Darpan News Desk IANS, 04 Aug, 2014 08:27 AM
    Do you know why some people can easily detect faint whiffs of coffee or wine buried amid a plethora of odours? An Indian American researcher says they have a better inbuilt system to sniff out a particular smell in complex olfactory environments.
     
    In experiments with mice, a Harvard University team led by Venkatesh Murthy showed that while the animals can be trained to detect specific odourants embedded in random mixtures, their performance drops steadily with increasing background components.
     
    "We are bombarded with many smells all jumbled up. Can we pick out one smell 'object' - the smell of jasmine, for example, amid a riot of other smells?
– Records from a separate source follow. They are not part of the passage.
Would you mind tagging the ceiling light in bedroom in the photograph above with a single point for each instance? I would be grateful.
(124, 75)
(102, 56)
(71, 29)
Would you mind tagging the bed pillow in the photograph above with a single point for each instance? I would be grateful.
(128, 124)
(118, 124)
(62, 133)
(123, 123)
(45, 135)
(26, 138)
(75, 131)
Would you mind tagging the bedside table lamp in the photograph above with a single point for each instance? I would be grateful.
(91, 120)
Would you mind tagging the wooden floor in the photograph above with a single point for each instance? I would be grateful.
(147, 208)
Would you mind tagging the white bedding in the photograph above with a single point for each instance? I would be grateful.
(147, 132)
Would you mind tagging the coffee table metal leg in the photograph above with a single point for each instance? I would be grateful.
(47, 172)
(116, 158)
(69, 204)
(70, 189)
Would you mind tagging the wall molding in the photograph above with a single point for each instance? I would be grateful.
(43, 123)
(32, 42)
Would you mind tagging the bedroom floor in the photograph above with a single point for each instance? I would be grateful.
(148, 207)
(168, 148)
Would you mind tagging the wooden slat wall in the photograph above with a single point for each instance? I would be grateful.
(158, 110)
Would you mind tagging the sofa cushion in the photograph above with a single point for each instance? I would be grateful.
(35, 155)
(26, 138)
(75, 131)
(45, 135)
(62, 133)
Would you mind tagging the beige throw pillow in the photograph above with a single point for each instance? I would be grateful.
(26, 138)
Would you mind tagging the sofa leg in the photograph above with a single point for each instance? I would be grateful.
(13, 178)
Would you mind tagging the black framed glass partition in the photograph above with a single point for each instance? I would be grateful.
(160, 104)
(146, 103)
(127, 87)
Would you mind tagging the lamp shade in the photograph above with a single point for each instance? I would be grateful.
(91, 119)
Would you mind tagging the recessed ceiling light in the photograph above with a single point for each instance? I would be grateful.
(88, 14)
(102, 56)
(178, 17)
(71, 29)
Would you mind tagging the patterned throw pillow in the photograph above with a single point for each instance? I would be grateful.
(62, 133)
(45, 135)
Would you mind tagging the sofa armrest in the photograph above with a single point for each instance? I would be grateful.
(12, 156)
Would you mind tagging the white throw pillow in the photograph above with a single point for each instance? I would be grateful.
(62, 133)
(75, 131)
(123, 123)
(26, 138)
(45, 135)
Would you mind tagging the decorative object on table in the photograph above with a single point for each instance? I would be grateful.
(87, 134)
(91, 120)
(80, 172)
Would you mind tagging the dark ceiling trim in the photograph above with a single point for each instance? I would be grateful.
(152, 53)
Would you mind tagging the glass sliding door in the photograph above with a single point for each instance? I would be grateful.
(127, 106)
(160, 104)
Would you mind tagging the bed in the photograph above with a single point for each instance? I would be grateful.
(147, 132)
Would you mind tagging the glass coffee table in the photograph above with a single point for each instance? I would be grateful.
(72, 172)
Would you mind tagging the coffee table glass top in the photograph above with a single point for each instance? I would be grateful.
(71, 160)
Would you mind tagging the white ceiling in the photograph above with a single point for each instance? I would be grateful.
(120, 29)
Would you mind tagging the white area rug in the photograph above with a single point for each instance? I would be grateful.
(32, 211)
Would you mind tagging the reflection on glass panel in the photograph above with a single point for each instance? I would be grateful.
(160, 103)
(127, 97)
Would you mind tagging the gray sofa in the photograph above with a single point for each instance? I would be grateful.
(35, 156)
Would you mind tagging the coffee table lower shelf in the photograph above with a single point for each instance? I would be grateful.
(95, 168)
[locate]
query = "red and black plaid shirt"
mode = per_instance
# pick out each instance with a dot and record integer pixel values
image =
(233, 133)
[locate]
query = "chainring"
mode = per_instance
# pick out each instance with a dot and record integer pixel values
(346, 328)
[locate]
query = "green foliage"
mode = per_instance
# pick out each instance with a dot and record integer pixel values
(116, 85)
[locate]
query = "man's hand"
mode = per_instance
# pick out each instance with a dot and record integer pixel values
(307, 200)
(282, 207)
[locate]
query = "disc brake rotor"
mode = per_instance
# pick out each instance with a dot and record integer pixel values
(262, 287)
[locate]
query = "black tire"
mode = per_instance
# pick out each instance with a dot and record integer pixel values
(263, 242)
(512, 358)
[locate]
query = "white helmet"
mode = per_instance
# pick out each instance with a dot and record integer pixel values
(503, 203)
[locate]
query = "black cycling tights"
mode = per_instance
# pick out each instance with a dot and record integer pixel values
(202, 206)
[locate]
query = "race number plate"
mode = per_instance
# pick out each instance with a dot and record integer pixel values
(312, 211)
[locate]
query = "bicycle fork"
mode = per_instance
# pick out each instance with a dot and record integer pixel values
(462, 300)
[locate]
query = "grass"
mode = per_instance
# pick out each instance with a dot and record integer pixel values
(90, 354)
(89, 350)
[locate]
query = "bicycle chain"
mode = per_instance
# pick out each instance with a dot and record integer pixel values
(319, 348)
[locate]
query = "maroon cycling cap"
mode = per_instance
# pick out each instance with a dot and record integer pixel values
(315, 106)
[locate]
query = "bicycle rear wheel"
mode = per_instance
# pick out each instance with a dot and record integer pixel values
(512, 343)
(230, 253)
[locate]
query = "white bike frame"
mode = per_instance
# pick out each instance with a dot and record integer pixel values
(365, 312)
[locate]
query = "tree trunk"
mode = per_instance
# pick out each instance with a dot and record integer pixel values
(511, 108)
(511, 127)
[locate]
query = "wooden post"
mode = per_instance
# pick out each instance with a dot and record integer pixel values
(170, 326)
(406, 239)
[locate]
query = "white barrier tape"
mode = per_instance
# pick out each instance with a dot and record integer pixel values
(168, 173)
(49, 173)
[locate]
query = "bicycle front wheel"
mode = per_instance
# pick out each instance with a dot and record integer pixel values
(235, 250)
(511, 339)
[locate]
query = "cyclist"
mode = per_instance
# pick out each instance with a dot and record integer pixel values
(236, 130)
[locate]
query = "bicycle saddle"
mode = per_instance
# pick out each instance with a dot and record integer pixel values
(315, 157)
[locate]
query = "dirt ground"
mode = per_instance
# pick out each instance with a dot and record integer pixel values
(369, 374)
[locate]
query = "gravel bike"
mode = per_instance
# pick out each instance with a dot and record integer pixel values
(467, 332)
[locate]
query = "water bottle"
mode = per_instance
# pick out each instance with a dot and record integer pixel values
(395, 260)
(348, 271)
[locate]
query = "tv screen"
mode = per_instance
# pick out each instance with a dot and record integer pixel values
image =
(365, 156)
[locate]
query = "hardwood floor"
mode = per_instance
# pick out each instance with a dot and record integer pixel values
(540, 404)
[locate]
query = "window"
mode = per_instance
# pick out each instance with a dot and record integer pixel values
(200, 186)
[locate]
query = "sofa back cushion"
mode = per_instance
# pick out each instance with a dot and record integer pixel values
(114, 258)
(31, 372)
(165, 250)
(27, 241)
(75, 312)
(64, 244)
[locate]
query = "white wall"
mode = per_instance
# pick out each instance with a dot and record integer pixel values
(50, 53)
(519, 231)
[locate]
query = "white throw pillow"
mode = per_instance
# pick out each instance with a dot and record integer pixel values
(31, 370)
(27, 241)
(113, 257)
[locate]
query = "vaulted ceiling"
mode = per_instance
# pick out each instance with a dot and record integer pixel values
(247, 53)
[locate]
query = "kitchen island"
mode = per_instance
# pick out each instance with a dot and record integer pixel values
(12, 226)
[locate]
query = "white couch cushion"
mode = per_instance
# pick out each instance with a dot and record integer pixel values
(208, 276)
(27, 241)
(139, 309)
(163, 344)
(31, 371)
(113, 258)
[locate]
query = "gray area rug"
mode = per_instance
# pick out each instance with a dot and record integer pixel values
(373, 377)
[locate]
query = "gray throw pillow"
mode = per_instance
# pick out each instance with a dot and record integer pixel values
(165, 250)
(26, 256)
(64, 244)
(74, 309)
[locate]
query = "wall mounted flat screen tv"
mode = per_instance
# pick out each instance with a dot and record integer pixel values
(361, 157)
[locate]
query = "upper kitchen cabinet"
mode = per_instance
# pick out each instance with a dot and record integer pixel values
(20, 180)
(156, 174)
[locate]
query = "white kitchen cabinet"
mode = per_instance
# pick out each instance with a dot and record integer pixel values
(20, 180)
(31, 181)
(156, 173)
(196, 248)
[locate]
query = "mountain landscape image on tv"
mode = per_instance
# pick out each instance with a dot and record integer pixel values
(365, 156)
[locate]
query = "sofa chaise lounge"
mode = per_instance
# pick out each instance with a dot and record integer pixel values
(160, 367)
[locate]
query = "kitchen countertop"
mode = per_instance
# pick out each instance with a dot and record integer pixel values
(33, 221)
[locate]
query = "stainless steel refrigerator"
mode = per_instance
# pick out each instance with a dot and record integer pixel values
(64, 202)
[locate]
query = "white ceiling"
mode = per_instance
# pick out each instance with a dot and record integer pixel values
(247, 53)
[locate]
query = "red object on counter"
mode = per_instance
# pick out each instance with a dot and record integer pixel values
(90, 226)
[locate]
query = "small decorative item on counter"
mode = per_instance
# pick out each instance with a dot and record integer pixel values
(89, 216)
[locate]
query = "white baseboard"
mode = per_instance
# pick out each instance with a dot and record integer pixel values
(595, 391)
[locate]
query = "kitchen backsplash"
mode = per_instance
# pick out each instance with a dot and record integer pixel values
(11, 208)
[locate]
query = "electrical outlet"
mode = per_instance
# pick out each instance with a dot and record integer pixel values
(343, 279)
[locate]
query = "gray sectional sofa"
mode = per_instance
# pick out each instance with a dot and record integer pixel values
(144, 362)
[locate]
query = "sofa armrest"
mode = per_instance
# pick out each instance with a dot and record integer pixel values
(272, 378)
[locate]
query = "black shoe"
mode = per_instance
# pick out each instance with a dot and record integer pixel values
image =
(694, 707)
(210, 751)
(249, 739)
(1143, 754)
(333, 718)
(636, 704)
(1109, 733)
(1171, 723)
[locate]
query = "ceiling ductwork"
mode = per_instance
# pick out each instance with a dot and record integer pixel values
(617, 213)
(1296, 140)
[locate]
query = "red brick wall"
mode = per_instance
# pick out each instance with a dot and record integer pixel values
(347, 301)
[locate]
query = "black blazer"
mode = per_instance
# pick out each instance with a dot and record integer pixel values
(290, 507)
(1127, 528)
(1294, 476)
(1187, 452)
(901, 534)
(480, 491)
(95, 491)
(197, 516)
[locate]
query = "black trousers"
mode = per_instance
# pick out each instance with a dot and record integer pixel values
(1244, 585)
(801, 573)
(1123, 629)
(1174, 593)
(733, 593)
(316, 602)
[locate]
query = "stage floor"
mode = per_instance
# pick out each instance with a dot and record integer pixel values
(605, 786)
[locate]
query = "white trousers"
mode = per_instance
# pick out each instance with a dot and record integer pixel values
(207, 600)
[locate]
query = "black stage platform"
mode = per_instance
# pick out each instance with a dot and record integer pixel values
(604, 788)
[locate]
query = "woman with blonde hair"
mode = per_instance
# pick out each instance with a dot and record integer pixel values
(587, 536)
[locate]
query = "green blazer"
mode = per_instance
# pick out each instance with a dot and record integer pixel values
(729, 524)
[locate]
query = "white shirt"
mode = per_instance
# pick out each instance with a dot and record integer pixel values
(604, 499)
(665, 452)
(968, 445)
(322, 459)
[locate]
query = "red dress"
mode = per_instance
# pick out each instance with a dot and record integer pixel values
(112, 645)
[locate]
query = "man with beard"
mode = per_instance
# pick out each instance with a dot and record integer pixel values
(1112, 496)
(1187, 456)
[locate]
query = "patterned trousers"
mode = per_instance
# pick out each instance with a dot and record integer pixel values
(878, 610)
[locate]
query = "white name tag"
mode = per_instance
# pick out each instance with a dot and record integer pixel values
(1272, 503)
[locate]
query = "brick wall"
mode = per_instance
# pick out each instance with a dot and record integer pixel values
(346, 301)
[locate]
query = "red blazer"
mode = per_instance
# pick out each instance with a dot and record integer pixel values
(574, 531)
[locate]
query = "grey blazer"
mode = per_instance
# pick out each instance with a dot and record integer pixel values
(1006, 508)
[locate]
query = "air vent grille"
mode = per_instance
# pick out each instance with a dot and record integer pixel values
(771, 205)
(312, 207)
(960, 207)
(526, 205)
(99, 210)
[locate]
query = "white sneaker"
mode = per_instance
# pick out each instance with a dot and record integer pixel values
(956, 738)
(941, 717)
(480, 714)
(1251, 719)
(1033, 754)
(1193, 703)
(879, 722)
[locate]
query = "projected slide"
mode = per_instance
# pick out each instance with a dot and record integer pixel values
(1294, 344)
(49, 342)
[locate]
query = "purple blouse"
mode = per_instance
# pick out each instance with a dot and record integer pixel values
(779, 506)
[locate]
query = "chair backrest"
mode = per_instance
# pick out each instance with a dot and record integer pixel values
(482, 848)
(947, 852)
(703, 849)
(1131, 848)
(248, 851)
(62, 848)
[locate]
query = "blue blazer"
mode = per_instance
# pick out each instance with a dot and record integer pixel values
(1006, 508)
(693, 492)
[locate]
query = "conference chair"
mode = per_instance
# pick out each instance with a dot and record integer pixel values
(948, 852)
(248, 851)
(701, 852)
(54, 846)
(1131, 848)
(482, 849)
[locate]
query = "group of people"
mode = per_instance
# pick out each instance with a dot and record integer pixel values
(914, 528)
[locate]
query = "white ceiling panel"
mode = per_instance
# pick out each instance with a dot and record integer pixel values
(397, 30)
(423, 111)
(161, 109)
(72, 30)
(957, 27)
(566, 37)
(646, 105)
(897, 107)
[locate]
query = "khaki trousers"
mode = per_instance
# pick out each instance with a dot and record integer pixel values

Our experience tells us indeed we can," said Murthy, a professor of molecular and cellular biology at Harvard.
     
    But how do we pick out the ones that we need to pay attention to, and what are the limitations?
     
    After training mice to detect specific scents, researchers presented the animals with a combination of smells - sometimes including the "target" scent, sometimes not.
     
    The findings showed that mice were able to identify when a target scent was present with 85 percent accuracy or better.
     
    "Although the mice do well overall, they perform progressively poorer when the number of background odours increases," Murthy said.
     
    Each odour gives rise to a particular spatial pattern of neural responses.
     
    When the spatial pattern of the background odours overlapped with the target odour, the mice did much more poorly at detecting the target.
     
    Therefore, the difficulty of picking out a particular smell among a jumble of other odours depends on how much the background interferes with your target smell, researchers said.
     
    Murthy said: "This study is interesting because it first shows that smells are not always perceived as one whole object - they can be broken down into their pieces."
     
    This may also allow us to build artificial olfactory systems that can detect specific chemicals in the air, researchers concluded in the study described in the journal Nature Neuroscience.